Pidamos a Dios con el salmista que no nos arroje lejos de sí, que no nos despoje de su Espíritu, que no nos eche de su presencia, que no nos prive de su cariño. Sin Dios la vida carece de sentido, se transforma en muerte. Sólo Dios llena el corazón del hombre, y satisface los más íntimos anhelos.

Señor, me abrirás los labios -pídeselo tú también-, y mi boca pregonará tu alabanza. Haznos experimentar la dulzura de tu perdón, la riqueza de tus dones, para poder luego proclamar tu grandeza y llenar de gozo y de luz la triste y oscura existencia de tantos hombres.

3.- "Doy gracias a Cristo Jesús nuestro Señor, que me hizo capaz, se fió de mí..." (1 Tm 1, 12) San Pablo recuerda su vida y se llena de gratitud hacia ese Dios que tanto le ha favorecido en su vida. El Apóstol confiesa una vez más que hubo un tiempo en que fue perseguidor de la Iglesia, blasfemo de Cristo, violento y duro con los cristianos Pero Dios tuvo compasión de mí -nos dice-, Dios derrochó su gracia conmigo, dándome la fe y el amor cristiano.

También nosotros tenemos motivos para estar agradecidos, también nosotros hemos sido objeto de la misericordia divina. Sí, muchas veces el Señor se ha compadecido de nuestra miseria y ha derrochado su gracia y su perdón. Nos ha dado la fe y ha infundido en nuestro corazón el amor de Cristo.

Dios se ha fiado de mí, podemos afirmar también. Nos ha entregado este tesoro maravilloso que nos conduce a la vida eterna, la Eucaristía, el Pan de su Palabra y de su Cuerpo.
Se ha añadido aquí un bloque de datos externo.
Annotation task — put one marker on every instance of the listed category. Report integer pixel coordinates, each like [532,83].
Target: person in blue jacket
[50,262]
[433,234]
Vamos, por tanto, a esforzarnos por no defraudar esa confianza de Dios para con cada uno, vamos a serle muy fieles

"Que Jesús vino al mundo para salvar a los pecadores, y yo soy el primero..." (1 Tm 1, 15) Pablo sigue hablando en el mismo tono de confidencia, con un claro afán de comunicarnos sus experiencias personales, a fin de que nos aprovechemos de ellas. Soy el primer pecador, dice con sencillez, y por eso Dios se compadeció de mí, para que en un pecador se mostrara toda la paciencia de Cristo, pudiendo así ser modelo de los que creerán y alcanzarán la vida eterna.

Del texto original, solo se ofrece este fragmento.